John Ceretto II says he has viewed courtrooms from both the defense and prosecutors' tables. And to him, that's a critical qualification for becoming Niagara County's next district attorney.

"I'm on the criminal defense side right now," he said. "But I've been a prosecutor and I think that's what makes a good prosecutor, being on both sides of the court."

The Lewiston native enters the general election as the endorsed Democratic and Working Families Party candidate for DA. 

After graduating from Buffalo State College, Ceretto received his law degree from Western Michigan University Law School. He interned in the chambers of New York State Supreme Court Justice Frank Caruso and, in December 2013, was hired as an assistant Niagara County district attorney by then-DA Michael Violante.

For five years, Ceretto handled cases in the the Niagara Falls and North Tonawanda city courts and prosecuted criminal matters in the town courts of Niagara, Porter, Wheatfield, Newfane and Wilson. 

In 2018, he returned to private practice, looking to broaden his legal knowledge.

"I knew criminal law," Ceretto said. "I expanded into family law, civil practice, real estate and became a law guardian in family court."

But Ceretto said the majority of his private practice remains in criminal defense. He also says he'd be a "hands on" district attorney.

"You need to have a hands-on approach to all the cases," Ceretto said. "A DA's philosophy is reflected in all the cases (the office handles)."

And, he said, like other recent district attorneys, he would not hesitate to take on and try cases himself.

"Absolutely, if it's necessary," Ceretto said. 

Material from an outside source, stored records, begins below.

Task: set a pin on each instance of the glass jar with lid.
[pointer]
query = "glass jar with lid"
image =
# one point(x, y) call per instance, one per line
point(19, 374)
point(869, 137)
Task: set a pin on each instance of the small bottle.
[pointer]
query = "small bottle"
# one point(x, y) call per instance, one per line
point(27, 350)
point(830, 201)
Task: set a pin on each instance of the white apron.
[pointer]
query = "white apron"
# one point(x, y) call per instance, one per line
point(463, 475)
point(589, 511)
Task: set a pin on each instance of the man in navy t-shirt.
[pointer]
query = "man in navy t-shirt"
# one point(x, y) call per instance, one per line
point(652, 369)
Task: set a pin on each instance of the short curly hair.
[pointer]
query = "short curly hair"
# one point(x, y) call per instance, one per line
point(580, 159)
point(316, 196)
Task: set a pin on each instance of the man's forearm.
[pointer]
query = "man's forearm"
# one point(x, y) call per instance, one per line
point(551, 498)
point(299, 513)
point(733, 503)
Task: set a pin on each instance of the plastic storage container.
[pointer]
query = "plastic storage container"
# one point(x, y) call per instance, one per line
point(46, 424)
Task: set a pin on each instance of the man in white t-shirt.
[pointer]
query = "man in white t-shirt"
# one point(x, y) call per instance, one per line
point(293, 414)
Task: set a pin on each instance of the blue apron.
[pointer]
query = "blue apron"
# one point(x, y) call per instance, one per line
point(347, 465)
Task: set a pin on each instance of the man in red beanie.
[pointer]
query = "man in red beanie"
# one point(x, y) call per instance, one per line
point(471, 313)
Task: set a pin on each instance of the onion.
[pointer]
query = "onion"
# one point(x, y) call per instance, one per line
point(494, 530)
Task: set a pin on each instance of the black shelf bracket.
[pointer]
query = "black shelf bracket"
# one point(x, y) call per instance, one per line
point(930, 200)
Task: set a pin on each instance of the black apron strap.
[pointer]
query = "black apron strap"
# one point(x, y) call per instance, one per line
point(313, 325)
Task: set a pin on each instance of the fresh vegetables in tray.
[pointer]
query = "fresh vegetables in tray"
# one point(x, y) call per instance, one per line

Ceretto has already begun to look at criminal justice issues that he feels need attention from the DA's office. He's particularly interested in reducing the county's recidivism rate.

"I think we need to look at the underlying factors that contribute to crime," Ceretto said. 

After losing a close friend to opioid addiction, Ceretto said he's a supporter of the trend of specialized courts to address the factors that contribute to crime.

"I believe in the treatment courts and the veterans courts," he said. 

An alcohol treatment court, he believes, could help keep people charged with misdemeanors from going on to commit felony crimes.

"I've seen these things more clearly since I became a criminal defense attorney," Ceretto said.

Ceretto pledged that he would continue the aggressive cold case investigations begun by current District Attorney Caroline Wojtaszek. He said the cold case program is critical.

"When you're an (assistant district attorney), you see the faces of victims and we need to focus on and allocate resources to cold cases. It will be a priority, an absolute priority," he said. 

He also vowed to prioritize efforts to diversify the district attorney's office, which just recently added its first minority prosecutor in years. He indicated that he would look to reach out to student groups at the State University of New York at Buffalo Law School to improve minority recruitment efforts.

"It's a limited pool (of lawyers) who want to do this work," Ceretto said in discussing recruitment issues.